LAWS(ORI)-1962-3-7

CHINTAMONI BARIK Vs. CHARI BEWA

Decided On March 08, 1962
CHINTAMONI BARIK Appellant
V/S
CHARI BEWA Respondents

JUDGEMENT

(1.) Plaintiffs are the appellants. The suit arises out of an application filed under Section 276 of the Indian Succession Act. The plaintiffs' case is that Late Krushna Das executed a Will (Ex. 1) on July 27, 1949 in favour of the plaintiffs. From the date of execution of the document the plaintiffs continued in possession of the disputed property. Krushna Das died on August 2, 1949. Chari Bewa (the defendant) is the sister of Krushna Das and filed Title Suit No. 178 of 1950 in the Court of the Munsif of Bhadrak for declaration of title and confirmation of possession or in the alternative for recovery of possession challenging the Will as frau- lent. That suit was ultimately decreed in second appeal No. 379 of 1952 and the High Court found that the plff's, who were defendants in that suit, failed to prove that the alleged document was bona fide and voluntary transaction executed by Krushna Das after fully understanding the nature and character of the transaction. The High Court, however, held that the document was Will and it not having been probated in a competent court was not admissible in evidence under Section 213 of the Indian Succession Act. After the High Court decision this suit has been filed under Section 276 of the Indian Succession Act.

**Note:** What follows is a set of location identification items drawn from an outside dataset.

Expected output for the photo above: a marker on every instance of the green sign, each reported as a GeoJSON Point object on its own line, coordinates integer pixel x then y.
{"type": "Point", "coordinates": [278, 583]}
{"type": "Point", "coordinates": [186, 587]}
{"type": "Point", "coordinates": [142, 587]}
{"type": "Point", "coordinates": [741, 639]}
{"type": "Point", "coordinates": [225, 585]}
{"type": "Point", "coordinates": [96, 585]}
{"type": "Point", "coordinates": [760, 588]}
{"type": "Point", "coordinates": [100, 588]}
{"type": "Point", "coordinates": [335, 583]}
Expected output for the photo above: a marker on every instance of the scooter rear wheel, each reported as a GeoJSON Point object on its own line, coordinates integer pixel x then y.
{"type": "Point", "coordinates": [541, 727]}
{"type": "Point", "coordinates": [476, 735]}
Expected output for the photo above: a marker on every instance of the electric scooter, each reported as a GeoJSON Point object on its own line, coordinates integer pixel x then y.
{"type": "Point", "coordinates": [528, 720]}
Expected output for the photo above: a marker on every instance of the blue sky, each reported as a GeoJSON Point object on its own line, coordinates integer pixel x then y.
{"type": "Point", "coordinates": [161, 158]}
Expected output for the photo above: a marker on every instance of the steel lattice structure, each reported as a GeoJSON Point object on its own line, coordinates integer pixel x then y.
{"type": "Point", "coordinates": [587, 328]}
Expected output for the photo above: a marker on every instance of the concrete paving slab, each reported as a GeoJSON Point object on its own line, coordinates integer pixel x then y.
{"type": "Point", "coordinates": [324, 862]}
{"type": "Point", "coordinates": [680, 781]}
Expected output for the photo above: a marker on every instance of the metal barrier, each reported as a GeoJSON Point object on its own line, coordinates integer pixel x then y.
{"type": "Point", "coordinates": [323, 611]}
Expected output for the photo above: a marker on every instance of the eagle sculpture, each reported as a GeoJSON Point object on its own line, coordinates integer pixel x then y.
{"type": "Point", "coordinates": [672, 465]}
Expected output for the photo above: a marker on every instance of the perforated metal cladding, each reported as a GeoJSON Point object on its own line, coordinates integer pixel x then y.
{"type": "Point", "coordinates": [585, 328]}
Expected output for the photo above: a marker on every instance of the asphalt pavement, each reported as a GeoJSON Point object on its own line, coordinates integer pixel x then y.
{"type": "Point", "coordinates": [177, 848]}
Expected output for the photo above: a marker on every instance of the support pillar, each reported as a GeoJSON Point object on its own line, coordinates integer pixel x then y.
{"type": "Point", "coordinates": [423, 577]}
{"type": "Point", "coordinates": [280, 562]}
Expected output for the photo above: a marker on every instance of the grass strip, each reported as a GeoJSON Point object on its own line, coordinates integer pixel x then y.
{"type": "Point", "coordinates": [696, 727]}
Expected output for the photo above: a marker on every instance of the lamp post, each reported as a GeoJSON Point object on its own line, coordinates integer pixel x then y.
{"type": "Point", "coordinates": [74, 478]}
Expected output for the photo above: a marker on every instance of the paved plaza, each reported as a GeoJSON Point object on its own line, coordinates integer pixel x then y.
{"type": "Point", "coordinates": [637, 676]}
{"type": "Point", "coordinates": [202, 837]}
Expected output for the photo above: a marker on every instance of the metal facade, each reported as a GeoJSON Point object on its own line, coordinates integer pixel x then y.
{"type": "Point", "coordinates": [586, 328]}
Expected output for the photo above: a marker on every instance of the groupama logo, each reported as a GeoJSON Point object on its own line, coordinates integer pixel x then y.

(2.) The defendant contested the suit alleging that Krushna Das was suffering from leprosy before his death and two years before his death he was unable to walk and he was not in proper senses. The plaintiffs were looking after him and prevailed upon Krushna Das to go for treatement outside the village. On that pretext they took him to Calcutta without the knowledge of the defendant. The alleged Will is not valid and operative in law.

(3.) Though evidence was taken in the case the learned District Judge dismissed the plaintiffs' suit holding that the suit is not maintainable in view of the judgment of the High Court in Second appeal No. 379 of 1952 and he did not record any finding on other points.